So why did she? She laughs: "At first? Because he was a good skater, and he was cute-but remember, I was only 13. That's what 13 year-olds notice. Later, it's not so important if they skate or not-" she laughs again. "Seriously though, he had so much energy and he was very smart and he was really sweet to me. What chance did I have? Even my dad told me I wouldn't find a better one!" Because she was just 13, Luava's parents at first would only allow Mark to visit her at their home. He would sneak out whenever he could, or drop by while on candy sales. After a year and a half, her father agreed to let them date. He even offered to give Mark enough for dinner and a movie out. (Luava had been attending services every Sunday at the pastor's lonely keep, and she had invited her parents several times-enough for her dad to feel sorry for Mark.) The Pastor Phelps knew nothing about Mark's home courting advantage, nor the teenager's plans to date. Mark refused Mr. Sundgren's offer to pay for their date and instead found a weekend job as a busboy in a steakhouse. That lasted one shift. His father found out about Mark's endeavor to expand his independence and promptly beat him. After, he forced Mark to quit the job and forbade him to take another. As was shown in Chapter Five, it wasn't his son's study hours the pastor was concerned about; rather, any time spent working elsewhere was time one could be working for 'The Place'.

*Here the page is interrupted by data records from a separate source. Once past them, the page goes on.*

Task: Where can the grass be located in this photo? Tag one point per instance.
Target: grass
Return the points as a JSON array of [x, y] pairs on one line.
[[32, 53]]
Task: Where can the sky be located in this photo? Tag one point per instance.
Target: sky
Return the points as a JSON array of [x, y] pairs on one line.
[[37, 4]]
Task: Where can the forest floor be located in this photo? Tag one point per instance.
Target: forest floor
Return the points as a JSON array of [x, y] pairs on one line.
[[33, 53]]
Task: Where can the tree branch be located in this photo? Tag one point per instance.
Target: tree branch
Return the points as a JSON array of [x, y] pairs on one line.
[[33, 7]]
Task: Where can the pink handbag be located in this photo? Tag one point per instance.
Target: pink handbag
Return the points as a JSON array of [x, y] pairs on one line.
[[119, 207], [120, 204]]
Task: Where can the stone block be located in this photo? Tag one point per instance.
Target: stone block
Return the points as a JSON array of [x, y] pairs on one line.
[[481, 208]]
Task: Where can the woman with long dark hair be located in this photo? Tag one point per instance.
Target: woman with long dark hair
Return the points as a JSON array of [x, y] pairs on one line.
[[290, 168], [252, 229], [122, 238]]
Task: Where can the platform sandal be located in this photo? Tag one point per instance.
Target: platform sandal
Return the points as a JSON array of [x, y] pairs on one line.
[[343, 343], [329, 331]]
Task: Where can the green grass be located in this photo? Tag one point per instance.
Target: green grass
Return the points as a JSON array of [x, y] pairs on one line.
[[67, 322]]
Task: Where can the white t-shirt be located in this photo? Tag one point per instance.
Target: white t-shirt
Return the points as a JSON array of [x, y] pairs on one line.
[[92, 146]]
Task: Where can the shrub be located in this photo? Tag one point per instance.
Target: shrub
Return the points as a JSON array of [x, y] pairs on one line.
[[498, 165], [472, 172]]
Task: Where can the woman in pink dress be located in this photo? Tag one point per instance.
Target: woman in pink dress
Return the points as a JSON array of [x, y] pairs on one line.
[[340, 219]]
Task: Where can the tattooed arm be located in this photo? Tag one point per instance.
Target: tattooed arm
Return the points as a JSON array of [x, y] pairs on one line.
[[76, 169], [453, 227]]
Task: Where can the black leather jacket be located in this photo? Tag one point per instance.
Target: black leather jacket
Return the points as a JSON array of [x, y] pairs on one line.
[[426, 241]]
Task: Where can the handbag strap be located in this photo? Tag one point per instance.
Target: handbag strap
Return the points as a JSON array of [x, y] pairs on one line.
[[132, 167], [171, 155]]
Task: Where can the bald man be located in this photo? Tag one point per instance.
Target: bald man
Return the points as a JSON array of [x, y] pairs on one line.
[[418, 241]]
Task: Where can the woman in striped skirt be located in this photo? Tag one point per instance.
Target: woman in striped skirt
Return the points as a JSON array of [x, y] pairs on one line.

So, Mark had to shave a dollar here and there off his candy sales and summer yard work to court Luava. When his dad shut himself in the master bedroom for days, eating and watching television, Mark would sneak the car for a few hours and take Luava to a movie or dinner at a fast food restaurant. Once, they were in the Taco-Tico at 15th and Lane around 9 p.m. when the place was robbed. Two men ski masks came in, and the young teenagers ducked under the table. "After the hold-up," says Mark, with Luava laughing in the background, "we ran out too. We didn't want our names involved as witnesses because my dad would have heard about it and the jig would have been up-my secret life of dating."
Luava is still laughing. "Trouble was, after we hit the sidewalk running, only then did it occur to us everyone would think we were the ones who'd just robbed Taco-Tico." Despite Luava's quiet demeanor and biblical mane, Mark soon realized she was not plugged in to the world according to Fred.
For example, one day after Debbie had died, Mark, Nate, and Jonathon were out in the car selling candy. After his older brother's habit, Mark had brought Luava along with them, and they sat and smooched while the two younger boys worked in the neighborhood. When Nate came back to report scant sales for that day, Mark gave the command by reflex: "Chin- chin!" And Nate put his chin on the back of the front seat.
With Luava sitting beside him, Mark punched his little brother painfully in the face. In equal reflex, one from another moral world, Luava immediately slapped her boyfriend hard enough to bring stars. "Why did you..." he asked in stunned bewilderment.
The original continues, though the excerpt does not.